Headless Agent Benchmarking: Statistical Performance Analysis

2025-07-26 · 4min

Moving beyond UI-driven testing, we built a comprehensive headless benchmarking system to get real statistical data on algorithmic agent performance. The results were eye-opening.

The Problem with UI Testing

While our interactive agents were fun to watch, we needed hard data:

Visual testing is slow and subjective
Sample sizes were too small for statistical significance
No way to compare strategies fairly across hundreds of games
Performance bottlenecked by animations and rendering

We needed to go headless.

Building the Test Harness

Headless Game Engine

First, we stripped out all UI dependencies to create a pure game logic engine:

export class HeadlessGame {
  private state: GameState;
  private random: RandomGenerator;
  private moveCount: number = 0;

  constructor(config: HeadlessGameConfig = {}) {
    this.random = config.seed !== undefined 
      ? new SeededRandomGenerator(config.seed)
      : new DefaultRandomGenerator();
    this.state = this.initializeGame(config.gridSize || 4);
  }

  public makeMove(direction: Direction): boolean {
    if (this.state.isGameOver) return false;
    
    const moveResult = this.simulateMove(this.state.grid, direction);
    if (!moveResult.hasChanged) return false;

    // Update state and add random tile
    this.state.grid = moveResult.newGrid;
    this.state.score += moveResult.scoreIncrease;
    this.moveCount++;
    
    const tileResult = addRandomTile(this.state.grid, this.random);
    this.state.grid = tileResult.grid;
    
    this.state.isGameOver = this.isGameOver();
    return true;
  }
}

Key optimizations:

Seeded randomness for reproducible tests
No animations or DOM manipulation
Pure function move simulation
Batch processing of multiple games

Benchmarking Framework

Then we built a statistical analysis framework:

export class AgentBenchmark {
  async runBenchmark(config: BenchmarkConfig): Promise<BenchmarkComparison> {
    const results: StrategyStats[] = [];

    for (const strategy of this.strategies) {
      const stats = await this.benchmarkStrategy(strategy, config);
      results.push(stats);
    }

    return {
      strategies: results,
      summary: this.generateSummary(results),
      runConfig: config
    };
  }

  private calculateStats(name: string, results: SimulationResult[]): StrategyStats {
    const scores = results.map(r => r.score);
    const moves = results.map(r => r.moves);
    const maxTiles = results.map(r => r.maxTile);

    return {
      name,
      runs: results.length,
      avgScore: Math.round(this.average(scores)),
      scoreStdDev: Math.round(this.standardDeviation(scores, avgScore)),
      maxTileDistribution: this.getDistribution(maxTiles),
      // ... more stats
    };
  }
}

Strategy Adapters

We created adapters to test the actual UI strategies in the headless environment:

// Real Strategy Adapters - using actual UI implementations
export const expectimaxStrategy: BenchmarkStrategy = {
  name: "Expectimax",
  description: "Uses expectimax search with weighted heuristics from the real UI strategy",
  strategy: (game: HeadlessGame): Direction | null => {
    const expectimax = new ExpectimaxStrategy();
    const gameState = convertGameState(game);
    return expectimax.getNextMove(gameState);
  }
};

export const greedyStrategy: BenchmarkStrategy = {
  name: "Greedy", 
  description: "Always makes the move that creates the most merges immediately",
  strategy: (game: HeadlessGame): Direction | null => {
    const greedy = new GreedyStrategy();
    const gameState = convertGameState(game);
    return greedy.getNextMove(gameState);
  }
};

This ensures our benchmarks reflect the actual user experience from the interactive game.

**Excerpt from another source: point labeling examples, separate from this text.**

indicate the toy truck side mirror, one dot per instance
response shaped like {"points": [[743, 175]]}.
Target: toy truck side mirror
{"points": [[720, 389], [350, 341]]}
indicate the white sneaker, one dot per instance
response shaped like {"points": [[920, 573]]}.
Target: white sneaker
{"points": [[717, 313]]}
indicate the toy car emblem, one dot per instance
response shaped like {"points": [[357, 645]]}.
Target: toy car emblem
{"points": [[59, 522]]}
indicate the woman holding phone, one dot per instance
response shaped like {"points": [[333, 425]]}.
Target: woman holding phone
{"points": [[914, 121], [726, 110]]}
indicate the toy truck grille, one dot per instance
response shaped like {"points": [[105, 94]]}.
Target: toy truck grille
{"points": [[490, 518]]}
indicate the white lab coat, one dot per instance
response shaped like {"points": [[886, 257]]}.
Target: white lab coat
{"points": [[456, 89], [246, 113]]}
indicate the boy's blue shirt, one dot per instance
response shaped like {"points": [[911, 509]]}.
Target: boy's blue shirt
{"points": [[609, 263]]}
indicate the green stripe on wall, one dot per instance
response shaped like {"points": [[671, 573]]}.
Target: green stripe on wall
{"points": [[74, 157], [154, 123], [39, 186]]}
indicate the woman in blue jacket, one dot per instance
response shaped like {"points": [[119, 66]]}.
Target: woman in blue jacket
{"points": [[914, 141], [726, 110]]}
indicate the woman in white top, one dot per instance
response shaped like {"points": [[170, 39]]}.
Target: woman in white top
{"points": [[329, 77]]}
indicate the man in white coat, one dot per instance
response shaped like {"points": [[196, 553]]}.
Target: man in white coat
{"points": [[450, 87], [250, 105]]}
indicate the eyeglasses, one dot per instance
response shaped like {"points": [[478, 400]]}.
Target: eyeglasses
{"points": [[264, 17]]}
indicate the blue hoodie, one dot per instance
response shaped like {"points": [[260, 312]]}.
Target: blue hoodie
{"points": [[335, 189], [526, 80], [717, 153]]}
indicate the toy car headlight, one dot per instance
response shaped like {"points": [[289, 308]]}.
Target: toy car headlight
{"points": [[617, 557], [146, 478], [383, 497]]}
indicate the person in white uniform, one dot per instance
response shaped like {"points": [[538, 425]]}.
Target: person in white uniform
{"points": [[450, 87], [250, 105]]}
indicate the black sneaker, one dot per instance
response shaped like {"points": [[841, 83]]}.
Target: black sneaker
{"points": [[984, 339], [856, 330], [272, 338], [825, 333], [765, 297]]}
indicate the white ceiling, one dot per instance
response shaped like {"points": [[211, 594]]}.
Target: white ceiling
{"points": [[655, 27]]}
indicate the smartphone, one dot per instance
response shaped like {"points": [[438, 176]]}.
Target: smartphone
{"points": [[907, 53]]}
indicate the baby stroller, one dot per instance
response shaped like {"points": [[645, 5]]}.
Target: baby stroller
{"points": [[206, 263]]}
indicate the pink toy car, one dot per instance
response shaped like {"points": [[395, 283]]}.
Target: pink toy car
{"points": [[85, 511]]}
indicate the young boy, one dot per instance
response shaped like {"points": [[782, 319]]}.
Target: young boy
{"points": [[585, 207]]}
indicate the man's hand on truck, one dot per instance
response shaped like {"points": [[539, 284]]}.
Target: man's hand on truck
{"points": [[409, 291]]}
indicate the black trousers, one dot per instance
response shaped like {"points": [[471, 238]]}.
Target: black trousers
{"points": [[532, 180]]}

The Results: Real UI Strategy Performance Analysis

Testing the actual strategies from our UI revealed fascinating performance characteristics:

🏆 Performance Rankings (Real Strategies)

By Average Score:

Expectimax - 3,090 points (most sophisticated)
Greedy - 2,849 points (excellent efficiency)
Corner Master - 1,461 points (underperforming expectations)
Snake Builder - 1,185 points (similar to baseline)
Random - 1,133 points (baseline)

📊 Key Insights

Expectimax Dominance with a Cost:

Highest scores as expected from game tree search
782ms per game (400x slower than other strategies)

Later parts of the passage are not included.